As was expected, a high court in South Africa delivered a politicized verdict giving ownership of the 50,000-ton Phosphate cargo on board bulk carrier Cherry Blossom to the Polisario separatists.

Bound for New Zealand, the ship was held in Port Elizabeth for almost a year after the Polisario challenged the legality of the transaction in a bid to use the justice system of its South African ally to undermine Morocco’s economic interests.

The legal process was described by the owner of the cargo, Morocco’s OCP, as “political piracy” and a hostile act revealing the stark partiality of the South African justice system.

Considering that the South African justice has no legitimacy to rule on the case, the OCP decided to withdraw from the proceedings last July.

The Moroccan phosphate giant denounced the seizure of the cargo on multiple occasions, deploring South Africa’s blatant “interference in the political process led by the UN Security Council.”

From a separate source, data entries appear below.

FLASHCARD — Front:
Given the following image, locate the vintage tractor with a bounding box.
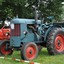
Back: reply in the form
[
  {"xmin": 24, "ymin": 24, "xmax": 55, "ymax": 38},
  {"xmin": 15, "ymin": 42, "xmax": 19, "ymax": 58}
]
[
  {"xmin": 1, "ymin": 0, "xmax": 64, "ymax": 61},
  {"xmin": 0, "ymin": 19, "xmax": 13, "ymax": 55}
]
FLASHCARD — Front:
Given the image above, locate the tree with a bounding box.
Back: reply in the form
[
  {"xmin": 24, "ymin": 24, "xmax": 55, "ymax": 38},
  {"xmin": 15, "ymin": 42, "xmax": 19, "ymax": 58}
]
[{"xmin": 0, "ymin": 0, "xmax": 64, "ymax": 21}]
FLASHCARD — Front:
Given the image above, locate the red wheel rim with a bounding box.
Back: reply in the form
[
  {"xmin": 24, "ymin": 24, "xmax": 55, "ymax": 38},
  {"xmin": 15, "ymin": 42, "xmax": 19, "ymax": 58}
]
[
  {"xmin": 55, "ymin": 34, "xmax": 64, "ymax": 52},
  {"xmin": 26, "ymin": 45, "xmax": 36, "ymax": 60},
  {"xmin": 1, "ymin": 43, "xmax": 11, "ymax": 55}
]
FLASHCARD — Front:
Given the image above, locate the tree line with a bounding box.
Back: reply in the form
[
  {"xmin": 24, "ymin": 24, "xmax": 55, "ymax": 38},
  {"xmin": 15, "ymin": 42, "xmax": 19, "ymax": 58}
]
[{"xmin": 0, "ymin": 0, "xmax": 64, "ymax": 21}]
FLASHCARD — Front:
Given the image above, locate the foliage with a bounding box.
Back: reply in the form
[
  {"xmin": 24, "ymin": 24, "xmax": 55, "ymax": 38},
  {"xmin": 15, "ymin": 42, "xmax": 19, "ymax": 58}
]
[
  {"xmin": 0, "ymin": 0, "xmax": 64, "ymax": 21},
  {"xmin": 61, "ymin": 5, "xmax": 64, "ymax": 20}
]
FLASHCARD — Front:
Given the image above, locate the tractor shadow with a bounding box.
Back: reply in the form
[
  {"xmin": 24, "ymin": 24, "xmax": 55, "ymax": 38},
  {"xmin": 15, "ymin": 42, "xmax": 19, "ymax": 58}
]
[{"xmin": 39, "ymin": 48, "xmax": 50, "ymax": 57}]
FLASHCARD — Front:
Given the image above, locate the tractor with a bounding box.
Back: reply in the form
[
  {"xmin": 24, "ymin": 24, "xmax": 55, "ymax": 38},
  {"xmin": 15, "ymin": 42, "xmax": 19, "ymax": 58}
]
[
  {"xmin": 0, "ymin": 18, "xmax": 13, "ymax": 55},
  {"xmin": 1, "ymin": 0, "xmax": 64, "ymax": 61}
]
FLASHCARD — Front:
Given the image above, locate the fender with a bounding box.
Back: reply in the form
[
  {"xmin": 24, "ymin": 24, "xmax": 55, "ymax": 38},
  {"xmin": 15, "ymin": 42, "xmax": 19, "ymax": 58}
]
[
  {"xmin": 44, "ymin": 25, "xmax": 53, "ymax": 42},
  {"xmin": 44, "ymin": 23, "xmax": 64, "ymax": 42}
]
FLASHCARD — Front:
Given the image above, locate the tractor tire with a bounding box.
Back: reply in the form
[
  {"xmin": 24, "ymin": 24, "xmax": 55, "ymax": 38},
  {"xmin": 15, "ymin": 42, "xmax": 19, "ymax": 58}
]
[
  {"xmin": 21, "ymin": 42, "xmax": 38, "ymax": 61},
  {"xmin": 0, "ymin": 40, "xmax": 13, "ymax": 55},
  {"xmin": 46, "ymin": 28, "xmax": 64, "ymax": 55}
]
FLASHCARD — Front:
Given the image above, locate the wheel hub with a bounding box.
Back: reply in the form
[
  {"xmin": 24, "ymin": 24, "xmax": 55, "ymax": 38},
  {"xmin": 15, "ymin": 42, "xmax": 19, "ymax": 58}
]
[
  {"xmin": 29, "ymin": 50, "xmax": 32, "ymax": 54},
  {"xmin": 26, "ymin": 46, "xmax": 36, "ymax": 60},
  {"xmin": 58, "ymin": 40, "xmax": 61, "ymax": 46}
]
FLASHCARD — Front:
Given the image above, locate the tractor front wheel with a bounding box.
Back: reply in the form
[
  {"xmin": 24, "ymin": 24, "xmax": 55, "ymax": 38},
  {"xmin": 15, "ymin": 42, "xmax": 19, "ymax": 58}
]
[
  {"xmin": 47, "ymin": 28, "xmax": 64, "ymax": 55},
  {"xmin": 21, "ymin": 42, "xmax": 38, "ymax": 61},
  {"xmin": 0, "ymin": 41, "xmax": 13, "ymax": 55}
]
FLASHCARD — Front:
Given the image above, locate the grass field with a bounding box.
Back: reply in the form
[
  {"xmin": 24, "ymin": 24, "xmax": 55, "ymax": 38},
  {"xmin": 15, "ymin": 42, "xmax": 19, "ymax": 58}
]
[{"xmin": 0, "ymin": 48, "xmax": 64, "ymax": 64}]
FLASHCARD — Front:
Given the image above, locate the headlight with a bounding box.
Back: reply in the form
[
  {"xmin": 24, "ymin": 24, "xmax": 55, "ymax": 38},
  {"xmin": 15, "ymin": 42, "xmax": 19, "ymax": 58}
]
[
  {"xmin": 10, "ymin": 23, "xmax": 14, "ymax": 29},
  {"xmin": 5, "ymin": 32, "xmax": 9, "ymax": 36}
]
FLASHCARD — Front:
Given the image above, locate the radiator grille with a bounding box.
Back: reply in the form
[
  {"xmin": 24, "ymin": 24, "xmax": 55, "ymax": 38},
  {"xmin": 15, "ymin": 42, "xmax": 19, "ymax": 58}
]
[{"xmin": 11, "ymin": 24, "xmax": 20, "ymax": 36}]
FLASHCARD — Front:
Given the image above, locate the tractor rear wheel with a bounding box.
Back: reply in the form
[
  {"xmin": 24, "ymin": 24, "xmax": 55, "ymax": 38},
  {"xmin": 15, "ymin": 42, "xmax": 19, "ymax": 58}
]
[
  {"xmin": 21, "ymin": 42, "xmax": 38, "ymax": 61},
  {"xmin": 46, "ymin": 28, "xmax": 64, "ymax": 55},
  {"xmin": 0, "ymin": 41, "xmax": 13, "ymax": 55}
]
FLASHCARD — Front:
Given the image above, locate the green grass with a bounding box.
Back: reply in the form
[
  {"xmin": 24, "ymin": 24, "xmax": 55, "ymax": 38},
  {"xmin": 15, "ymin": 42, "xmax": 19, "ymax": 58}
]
[{"xmin": 0, "ymin": 48, "xmax": 64, "ymax": 64}]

Legal experts say that holding the Moroccan phosphates cargos in international ports in response to complaints filed by a separatist entity that is not recognized by the UN is in itself a violation of international law.

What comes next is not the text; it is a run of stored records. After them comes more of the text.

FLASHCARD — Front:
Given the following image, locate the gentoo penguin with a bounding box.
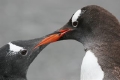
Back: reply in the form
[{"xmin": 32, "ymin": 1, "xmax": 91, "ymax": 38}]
[
  {"xmin": 0, "ymin": 37, "xmax": 48, "ymax": 80},
  {"xmin": 34, "ymin": 5, "xmax": 120, "ymax": 80}
]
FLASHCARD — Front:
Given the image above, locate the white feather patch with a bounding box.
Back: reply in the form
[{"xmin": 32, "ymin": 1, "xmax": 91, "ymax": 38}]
[
  {"xmin": 81, "ymin": 50, "xmax": 104, "ymax": 80},
  {"xmin": 8, "ymin": 42, "xmax": 24, "ymax": 54},
  {"xmin": 72, "ymin": 9, "xmax": 81, "ymax": 23}
]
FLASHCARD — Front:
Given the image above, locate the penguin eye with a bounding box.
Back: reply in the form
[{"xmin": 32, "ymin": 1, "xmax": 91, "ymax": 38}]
[
  {"xmin": 72, "ymin": 21, "xmax": 78, "ymax": 27},
  {"xmin": 20, "ymin": 49, "xmax": 27, "ymax": 56}
]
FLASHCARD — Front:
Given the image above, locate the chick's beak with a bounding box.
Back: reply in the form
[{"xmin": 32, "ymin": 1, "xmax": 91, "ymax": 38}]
[{"xmin": 34, "ymin": 28, "xmax": 72, "ymax": 49}]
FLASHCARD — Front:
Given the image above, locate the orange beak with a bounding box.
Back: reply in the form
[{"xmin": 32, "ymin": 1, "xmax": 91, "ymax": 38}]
[{"xmin": 34, "ymin": 28, "xmax": 71, "ymax": 49}]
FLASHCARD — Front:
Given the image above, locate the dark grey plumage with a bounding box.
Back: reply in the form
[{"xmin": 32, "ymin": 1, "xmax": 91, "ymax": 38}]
[
  {"xmin": 61, "ymin": 5, "xmax": 120, "ymax": 80},
  {"xmin": 39, "ymin": 5, "xmax": 120, "ymax": 80},
  {"xmin": 0, "ymin": 37, "xmax": 48, "ymax": 80}
]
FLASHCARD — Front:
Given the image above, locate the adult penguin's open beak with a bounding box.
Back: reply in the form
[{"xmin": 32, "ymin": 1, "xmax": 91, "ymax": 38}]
[{"xmin": 34, "ymin": 28, "xmax": 72, "ymax": 49}]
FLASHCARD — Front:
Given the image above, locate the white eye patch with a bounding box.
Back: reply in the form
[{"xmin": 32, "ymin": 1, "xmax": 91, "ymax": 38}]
[
  {"xmin": 72, "ymin": 9, "xmax": 81, "ymax": 23},
  {"xmin": 8, "ymin": 42, "xmax": 24, "ymax": 55}
]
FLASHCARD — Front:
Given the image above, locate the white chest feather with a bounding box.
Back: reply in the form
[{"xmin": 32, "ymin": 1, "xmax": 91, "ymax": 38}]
[{"xmin": 81, "ymin": 50, "xmax": 104, "ymax": 80}]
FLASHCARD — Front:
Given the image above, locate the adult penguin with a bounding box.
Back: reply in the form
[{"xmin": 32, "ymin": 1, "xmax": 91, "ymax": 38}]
[{"xmin": 35, "ymin": 5, "xmax": 120, "ymax": 80}]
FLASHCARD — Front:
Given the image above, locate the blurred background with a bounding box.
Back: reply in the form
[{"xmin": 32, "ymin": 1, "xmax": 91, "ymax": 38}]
[{"xmin": 0, "ymin": 0, "xmax": 120, "ymax": 80}]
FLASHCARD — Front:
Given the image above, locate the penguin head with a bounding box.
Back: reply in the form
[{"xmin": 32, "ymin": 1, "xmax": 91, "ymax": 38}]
[
  {"xmin": 35, "ymin": 5, "xmax": 120, "ymax": 47},
  {"xmin": 59, "ymin": 5, "xmax": 120, "ymax": 43},
  {"xmin": 0, "ymin": 38, "xmax": 47, "ymax": 79}
]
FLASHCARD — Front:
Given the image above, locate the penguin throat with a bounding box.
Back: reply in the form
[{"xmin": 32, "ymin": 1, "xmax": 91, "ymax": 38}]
[{"xmin": 81, "ymin": 50, "xmax": 104, "ymax": 80}]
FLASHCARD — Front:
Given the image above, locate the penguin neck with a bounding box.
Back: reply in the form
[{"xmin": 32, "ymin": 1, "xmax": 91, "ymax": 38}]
[
  {"xmin": 81, "ymin": 50, "xmax": 104, "ymax": 80},
  {"xmin": 81, "ymin": 41, "xmax": 120, "ymax": 80},
  {"xmin": 0, "ymin": 75, "xmax": 27, "ymax": 80},
  {"xmin": 0, "ymin": 70, "xmax": 27, "ymax": 80}
]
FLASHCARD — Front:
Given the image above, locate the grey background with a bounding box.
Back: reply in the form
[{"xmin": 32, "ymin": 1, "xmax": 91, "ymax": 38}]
[{"xmin": 0, "ymin": 0, "xmax": 120, "ymax": 80}]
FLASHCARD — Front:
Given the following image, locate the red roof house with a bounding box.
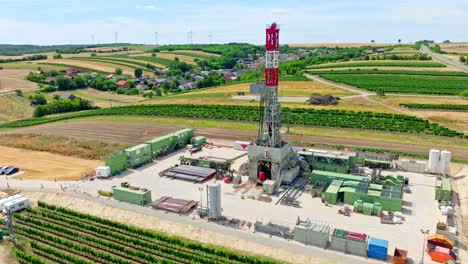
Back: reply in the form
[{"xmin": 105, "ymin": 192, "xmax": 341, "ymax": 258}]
[{"xmin": 116, "ymin": 80, "xmax": 130, "ymax": 88}]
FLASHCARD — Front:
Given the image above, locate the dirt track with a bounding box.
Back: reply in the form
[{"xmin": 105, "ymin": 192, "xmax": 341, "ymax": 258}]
[{"xmin": 9, "ymin": 121, "xmax": 468, "ymax": 160}]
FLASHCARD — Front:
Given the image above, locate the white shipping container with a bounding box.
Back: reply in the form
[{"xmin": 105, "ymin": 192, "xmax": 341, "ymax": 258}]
[
  {"xmin": 401, "ymin": 159, "xmax": 426, "ymax": 173},
  {"xmin": 233, "ymin": 141, "xmax": 250, "ymax": 151},
  {"xmin": 95, "ymin": 166, "xmax": 111, "ymax": 178},
  {"xmin": 3, "ymin": 197, "xmax": 29, "ymax": 213},
  {"xmin": 0, "ymin": 194, "xmax": 23, "ymax": 211}
]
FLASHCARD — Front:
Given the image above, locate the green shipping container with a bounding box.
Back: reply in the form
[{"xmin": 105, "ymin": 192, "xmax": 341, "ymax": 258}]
[
  {"xmin": 362, "ymin": 202, "xmax": 374, "ymax": 215},
  {"xmin": 435, "ymin": 178, "xmax": 452, "ymax": 201},
  {"xmin": 323, "ymin": 180, "xmax": 343, "ymax": 204},
  {"xmin": 145, "ymin": 134, "xmax": 178, "ymax": 158},
  {"xmin": 125, "ymin": 144, "xmax": 152, "ymax": 168},
  {"xmin": 112, "ymin": 186, "xmax": 152, "ymax": 205},
  {"xmin": 174, "ymin": 128, "xmax": 194, "ymax": 147},
  {"xmin": 191, "ymin": 136, "xmax": 206, "ymax": 145},
  {"xmin": 310, "ymin": 170, "xmax": 371, "ymax": 187},
  {"xmin": 105, "ymin": 151, "xmax": 128, "ymax": 175}
]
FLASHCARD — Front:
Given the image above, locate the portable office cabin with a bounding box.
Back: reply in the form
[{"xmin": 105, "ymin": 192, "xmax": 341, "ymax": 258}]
[
  {"xmin": 105, "ymin": 151, "xmax": 128, "ymax": 175},
  {"xmin": 0, "ymin": 194, "xmax": 23, "ymax": 211},
  {"xmin": 125, "ymin": 144, "xmax": 152, "ymax": 168},
  {"xmin": 112, "ymin": 186, "xmax": 152, "ymax": 205},
  {"xmin": 145, "ymin": 134, "xmax": 178, "ymax": 158},
  {"xmin": 2, "ymin": 197, "xmax": 29, "ymax": 213}
]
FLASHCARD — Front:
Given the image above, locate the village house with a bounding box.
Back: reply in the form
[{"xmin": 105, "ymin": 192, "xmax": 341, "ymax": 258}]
[
  {"xmin": 45, "ymin": 76, "xmax": 56, "ymax": 83},
  {"xmin": 116, "ymin": 80, "xmax": 130, "ymax": 89},
  {"xmin": 136, "ymin": 84, "xmax": 149, "ymax": 92},
  {"xmin": 59, "ymin": 92, "xmax": 76, "ymax": 100},
  {"xmin": 66, "ymin": 68, "xmax": 80, "ymax": 76}
]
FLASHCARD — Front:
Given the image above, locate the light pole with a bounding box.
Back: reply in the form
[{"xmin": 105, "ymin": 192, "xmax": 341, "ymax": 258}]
[
  {"xmin": 419, "ymin": 229, "xmax": 429, "ymax": 264},
  {"xmin": 198, "ymin": 187, "xmax": 204, "ymax": 207}
]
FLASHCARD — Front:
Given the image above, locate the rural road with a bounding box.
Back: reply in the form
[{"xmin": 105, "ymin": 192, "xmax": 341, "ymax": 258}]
[
  {"xmin": 421, "ymin": 44, "xmax": 468, "ymax": 72},
  {"xmin": 8, "ymin": 121, "xmax": 468, "ymax": 160}
]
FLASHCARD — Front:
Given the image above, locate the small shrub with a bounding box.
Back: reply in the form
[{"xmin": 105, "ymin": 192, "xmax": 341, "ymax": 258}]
[
  {"xmin": 98, "ymin": 190, "xmax": 113, "ymax": 197},
  {"xmin": 15, "ymin": 89, "xmax": 23, "ymax": 96}
]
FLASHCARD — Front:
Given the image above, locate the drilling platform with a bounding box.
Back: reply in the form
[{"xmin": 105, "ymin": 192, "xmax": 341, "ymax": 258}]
[{"xmin": 247, "ymin": 23, "xmax": 307, "ymax": 192}]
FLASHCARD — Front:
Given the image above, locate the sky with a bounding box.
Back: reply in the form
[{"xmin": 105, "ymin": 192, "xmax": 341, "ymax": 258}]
[{"xmin": 0, "ymin": 0, "xmax": 467, "ymax": 45}]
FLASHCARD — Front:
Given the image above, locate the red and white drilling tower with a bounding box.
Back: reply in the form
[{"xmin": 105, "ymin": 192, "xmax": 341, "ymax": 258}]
[
  {"xmin": 258, "ymin": 23, "xmax": 281, "ymax": 148},
  {"xmin": 248, "ymin": 23, "xmax": 307, "ymax": 191}
]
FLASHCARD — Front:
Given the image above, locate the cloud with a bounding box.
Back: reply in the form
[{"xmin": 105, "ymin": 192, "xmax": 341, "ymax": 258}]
[{"xmin": 143, "ymin": 5, "xmax": 157, "ymax": 9}]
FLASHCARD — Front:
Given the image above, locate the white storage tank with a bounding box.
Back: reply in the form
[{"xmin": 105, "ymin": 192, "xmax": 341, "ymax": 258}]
[
  {"xmin": 233, "ymin": 141, "xmax": 250, "ymax": 151},
  {"xmin": 428, "ymin": 149, "xmax": 440, "ymax": 174},
  {"xmin": 95, "ymin": 166, "xmax": 111, "ymax": 178},
  {"xmin": 440, "ymin": 150, "xmax": 451, "ymax": 176},
  {"xmin": 207, "ymin": 182, "xmax": 222, "ymax": 220}
]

The Polisario is not recognized by the International community as a representative of the commercial interests of the population of the Sahara, although it is considered as a party in the political process to find a solution to the Sahara conflict.

Last May, Panamanian authorities refused to hold a tanker carrying Moroccan phosphate bound for Canada on grounds that the Polisario has no jurisdictional competence in the matter.

Phosphates production and related industries, an area of excellence for Morocco, has been key in the Kingdom’s African foreign policy. The state-owned phosphate company has been investing in African states and signed two landmark agreements with Nigeria and Ethiopia, Africa’s most populous countries, to build fertilizer production plants.

Phosphate revenues have also contributed to the development of the southern provinces where Morocco spends seven times more than the revenues reaped from the region.